Table 1 summarizes the soot zones and their corresponding operational implications. From a maintenance perspective, Zones 3 and 4 are particularly critical.
In addition to the problem itself, a major limitation in this context is the slow and incremental development of the dataset, particularly with respect to the moments of interest. This gradual accumulation of data requires methodological strategies specifically tailored to scenarios of data scarcity and delayed availability.
Given this operational context, the main objective of this study is to develop a supervised learning model capable of predicting, in real time, the expected duration a vehicle will remain within Zones 3 or 4 after entering them. The target variable, duration within a soot zone, is calculated based on historical ECU data by measuring the time difference between the first and last timestamp of each uninterrupted zone occurrence. This predictive insight enables maintenance teams to assess whether a vehicle can safely complete its assigned route or requires immediate intervention.
2.2. Data Collection and Technological Infrastructure
This study was conducted using data collected from a fleet of 164 hybrid diesel buses (
Figure 2), all compliant with the EURO VI-D emissions standard. These vehicles primarily operate in urban environments and are part of a major public transport network.
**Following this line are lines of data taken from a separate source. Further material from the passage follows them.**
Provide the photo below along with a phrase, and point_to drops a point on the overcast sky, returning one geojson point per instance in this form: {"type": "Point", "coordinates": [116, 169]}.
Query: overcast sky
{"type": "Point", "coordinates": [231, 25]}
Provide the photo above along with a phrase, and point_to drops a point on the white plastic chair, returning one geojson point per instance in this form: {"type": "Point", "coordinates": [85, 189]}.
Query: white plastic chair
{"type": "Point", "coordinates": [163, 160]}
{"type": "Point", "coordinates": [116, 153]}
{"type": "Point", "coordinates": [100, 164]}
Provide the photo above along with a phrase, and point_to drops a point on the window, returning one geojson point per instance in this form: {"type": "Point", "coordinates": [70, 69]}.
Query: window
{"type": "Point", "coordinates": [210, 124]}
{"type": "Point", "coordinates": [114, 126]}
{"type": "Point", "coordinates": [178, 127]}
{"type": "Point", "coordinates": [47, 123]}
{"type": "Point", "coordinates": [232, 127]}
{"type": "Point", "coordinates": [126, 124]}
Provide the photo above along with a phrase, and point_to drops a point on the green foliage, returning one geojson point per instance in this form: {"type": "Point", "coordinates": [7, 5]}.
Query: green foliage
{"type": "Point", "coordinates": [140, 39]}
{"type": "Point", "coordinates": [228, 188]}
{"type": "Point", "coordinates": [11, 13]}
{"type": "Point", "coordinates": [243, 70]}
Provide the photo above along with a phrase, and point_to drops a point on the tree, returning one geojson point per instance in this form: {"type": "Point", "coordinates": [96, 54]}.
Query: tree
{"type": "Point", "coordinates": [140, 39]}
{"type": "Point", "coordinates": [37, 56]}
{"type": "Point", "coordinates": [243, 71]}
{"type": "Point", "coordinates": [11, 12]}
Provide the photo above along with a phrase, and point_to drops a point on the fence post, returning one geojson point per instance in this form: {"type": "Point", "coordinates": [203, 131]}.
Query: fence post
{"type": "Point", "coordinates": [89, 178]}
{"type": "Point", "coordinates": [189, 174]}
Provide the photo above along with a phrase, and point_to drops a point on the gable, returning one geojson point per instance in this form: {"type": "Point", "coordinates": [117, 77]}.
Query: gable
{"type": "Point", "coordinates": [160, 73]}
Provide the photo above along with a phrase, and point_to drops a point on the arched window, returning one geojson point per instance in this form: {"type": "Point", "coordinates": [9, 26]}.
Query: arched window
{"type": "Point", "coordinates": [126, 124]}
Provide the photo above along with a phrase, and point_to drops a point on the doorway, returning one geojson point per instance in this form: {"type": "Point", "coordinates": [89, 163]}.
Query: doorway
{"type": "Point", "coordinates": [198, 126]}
Data acquisition is carried out through the vehicles’ OBDII systems and integrated telematics diagnostic tools installed across the entire fleet. These electronic systems continuously monitor and record a wide range of variables from multiple ECUs (engine, aftertreatment, HVAC, etc.). Specifically, for the aftertreatment system, up to 99 variables are available, including both direct sensor measurements, such as temperatures, pressures, and NOx concentrations, and internally calculated values, such as the time or distance since the last regeneration event. Key components monitored include the Diesel Particulate Filter (DPF), Diesel Oxidation Catalyst (DOC), Selective Catalytic Reduction (SCR) system, and the ammonia blocker. The sampling frequency of the data ranges from 10 to 30 min, depending on the signal and the operational context.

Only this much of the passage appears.